Model specification
•
Detection of face bounding box: The model should accurately detect the bounding box of faces within an image. We don’t require landmarks.
•
Face capture quality score: Similar to Apple's VNDetectFaceCaptureQualityRequest, this metric should provide a holistic assessment of face capture quality. It considers various factors such as scene lighting, blur, occlusion, expression, pose, focus, and more. The score ranges from 0.0 to 1.0 and helps in ranking multiple captures of the same person. The model should penalize captures with low light, bad focus, or negative expressions.
•
Face features fingerprint for face recognition: By utilizing techniques akin to ArcFace, the model should generate a unique fingerprint for each face, facilitating accurate face recognition. We want to detect persons in images.
•
Optional features (if feasible):
◦ Eyes open probability
◦ Smiling probability
Deliverables
•
Model format: The model must be available in one of the following formats: ONNX, PyTorch, or TensorFlow. The choice of format should be made based on considerations of stability and performance.
•
Source code: Complete source code for the model is required to enable transparency, customization, and further development.
•
Accuracy evaluation script: An evaluation script must be provided to assess the accuracy of the model. This script should function similarly to the one available at
https://github.com/biubug6/Pytorch_Retinaface/tree/master/widerface_evaluate .
•
Apple Core ML conversion script: A script is needed to convert the model to Apple Core ML format, ensuring the best possible performance with iOS applications.
•
Kotlin usage sample code: The model will be used in a Kotlin Multiplatform app for JVM, Android & iOS and working sample code should be provided how to use it. This includes the development of necessary translators. See the interface section below.
•
Commercial license: The model must be accompanied by a royalty-free license allowing usage in closed-source end-user commercial applications.
Accuracy & Performance
•
Face detection accuracy: The model must achieve accuracy comparable to RetinaFace or BlazeFace (Google MediaPipe). For reference, PyTorch_Retinaface achieves 95% accuracy on WiderFace-Easy, while BlazeFace attains 98% accuracy. Therefore, the face detection accuracy should not fall below 93% for detecting bounding boxes.
•
Face recognition accuracy: Aiming for face recognition accuracy of at least 95%, which aligns with the high accuracy achieved by ArcFace at 99%.
•
Quality score comparison: The quality score generated by the model will be compared to Apple Vision results. The expected deviation from Apple's predictions should be within +/- 0.1.
•
Model size: The model's size must be optimized to be less than 500 MB, where feasible, to ensure efficient deployment and usage.
•
Inference speed: The processing speed is significantly affected by the dimensions of the input image. Google ML Kit suggests input images with a long side of 480px, a size we've found suitable for PyTorch_RetinaFace thus far. However, we believe larger input sizes are necessary for assessing face capture quality accurately. Excluding byte and model loading times, PyTorch_RetinaFace on the M1 Pro CPU using DeepJavaLibrary without hardware acceleration requires around 500ms for 480x320px photos and 1500ms for 960x640px photos. Expect the updated model to necessitate additional processing time. We anticipate that processing a 960x640px image on JVM without hardware acceleration should fall within the range of 2 to 3 seconds. On the iOS Simulator (M1 Pro CPU), utilizing Apple Vision for detecting bounding boxes and evaluating face quality in 960x640px input images takes around 50ms, thanks to hardware acceleration. For the updated model, a threshold of 100ms is deemed acceptable.

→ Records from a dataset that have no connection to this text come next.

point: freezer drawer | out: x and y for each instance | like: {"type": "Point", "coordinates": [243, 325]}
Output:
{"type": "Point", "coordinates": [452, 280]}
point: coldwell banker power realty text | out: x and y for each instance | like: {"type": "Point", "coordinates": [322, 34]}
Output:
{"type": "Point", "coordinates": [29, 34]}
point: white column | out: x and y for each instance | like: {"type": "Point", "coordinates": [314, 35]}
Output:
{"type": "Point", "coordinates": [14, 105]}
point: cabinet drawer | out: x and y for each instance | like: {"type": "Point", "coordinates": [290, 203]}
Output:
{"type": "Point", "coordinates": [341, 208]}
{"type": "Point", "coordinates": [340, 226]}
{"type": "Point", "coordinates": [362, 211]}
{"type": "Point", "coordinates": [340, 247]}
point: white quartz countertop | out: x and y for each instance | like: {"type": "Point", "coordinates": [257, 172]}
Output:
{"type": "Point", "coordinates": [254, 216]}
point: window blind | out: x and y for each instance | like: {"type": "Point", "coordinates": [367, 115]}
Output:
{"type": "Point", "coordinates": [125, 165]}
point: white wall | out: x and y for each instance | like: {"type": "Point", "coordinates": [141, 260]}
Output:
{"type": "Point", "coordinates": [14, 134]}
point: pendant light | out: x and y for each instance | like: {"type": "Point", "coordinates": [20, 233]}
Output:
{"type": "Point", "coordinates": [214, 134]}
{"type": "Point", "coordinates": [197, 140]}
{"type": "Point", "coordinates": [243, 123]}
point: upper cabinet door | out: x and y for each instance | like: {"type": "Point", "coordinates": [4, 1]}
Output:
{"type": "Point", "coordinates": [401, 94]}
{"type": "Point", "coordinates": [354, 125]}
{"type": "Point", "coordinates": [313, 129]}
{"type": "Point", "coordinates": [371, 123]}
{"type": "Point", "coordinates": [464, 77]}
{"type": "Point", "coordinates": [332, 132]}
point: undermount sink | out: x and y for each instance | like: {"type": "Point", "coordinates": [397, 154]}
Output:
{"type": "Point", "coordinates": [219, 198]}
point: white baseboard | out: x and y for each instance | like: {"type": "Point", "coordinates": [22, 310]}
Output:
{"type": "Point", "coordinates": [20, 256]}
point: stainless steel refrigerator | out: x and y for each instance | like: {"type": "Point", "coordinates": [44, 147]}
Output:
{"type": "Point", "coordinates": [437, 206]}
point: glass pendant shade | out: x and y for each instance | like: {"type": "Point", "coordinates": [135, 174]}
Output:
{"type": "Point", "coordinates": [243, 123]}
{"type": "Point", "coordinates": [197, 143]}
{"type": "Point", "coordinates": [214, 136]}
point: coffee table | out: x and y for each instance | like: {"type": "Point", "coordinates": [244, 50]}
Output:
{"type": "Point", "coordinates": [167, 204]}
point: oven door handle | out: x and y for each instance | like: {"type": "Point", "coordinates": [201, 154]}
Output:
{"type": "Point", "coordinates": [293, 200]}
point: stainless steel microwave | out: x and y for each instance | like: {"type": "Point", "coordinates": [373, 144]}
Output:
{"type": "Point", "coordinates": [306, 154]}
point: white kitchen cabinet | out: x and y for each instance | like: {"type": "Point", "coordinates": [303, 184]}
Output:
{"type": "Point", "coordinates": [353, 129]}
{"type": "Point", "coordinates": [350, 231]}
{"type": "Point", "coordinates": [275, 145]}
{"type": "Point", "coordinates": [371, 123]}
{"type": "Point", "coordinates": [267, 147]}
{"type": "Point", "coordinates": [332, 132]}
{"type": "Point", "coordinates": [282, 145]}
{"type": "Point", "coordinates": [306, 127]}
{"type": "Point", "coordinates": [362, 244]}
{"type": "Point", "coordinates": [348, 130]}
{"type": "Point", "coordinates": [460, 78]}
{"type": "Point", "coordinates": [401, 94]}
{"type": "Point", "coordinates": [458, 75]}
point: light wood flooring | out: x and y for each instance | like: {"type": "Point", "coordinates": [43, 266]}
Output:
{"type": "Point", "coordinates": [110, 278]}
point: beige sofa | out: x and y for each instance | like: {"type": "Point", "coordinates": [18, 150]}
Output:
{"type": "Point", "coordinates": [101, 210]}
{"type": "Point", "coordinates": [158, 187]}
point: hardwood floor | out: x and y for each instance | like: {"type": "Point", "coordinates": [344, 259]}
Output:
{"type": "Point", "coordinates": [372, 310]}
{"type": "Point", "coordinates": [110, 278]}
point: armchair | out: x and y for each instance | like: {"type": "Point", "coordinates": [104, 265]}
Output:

Platform-specific requirements
•
iOS: Utilize Apple Core ML for optimal performance on iOS devices.
•
JVM: Choose from DeepJavaLibrary, ONNX runtime, or any other framework licensed under Apache 2, MIT, or BSD for deployment on Java Virtual Machines.
•
Android: We welcome suggestions for the most appropriate framework or library that delivers optimal performance on the Android platform. While we are considering options such as the ONNX runtime or PyTorch Mobile, it's important to note that we found DeepJavaLibrary not suitable for our needs.
Interfaces
An implementation of the following interface for each platform is required:
interface FaceDetector {
fun detectFaces(jpegBytes: ByteArray): Set<DetectedFace>
}
With the following classes:
data class DetectedFace(
/** Relative bounds of the face in the picture. */
val boundingBox: BoundingBox,
/** Result of the face feature computation to detect the same person. */
val features: FloatArray?,
/** Capture quality metric (blur, sharpness, etc.). */
val quality: Double?,
// optional
val eyesOpenProbability: Double?,
// optional
val smilingProbability: Double?
)
data class BoundingBox(
val posX: Double,
val posY: Double,
val width: Double,
val height: Double
)
Additionally, code is required to determine whether two faces belong to the same person based on their respective facial features.
Open questions
We read that OpenVINO has something for Java in place and could help to accelerate the speed on Intel CPUs. We would like to have assistance in this matter.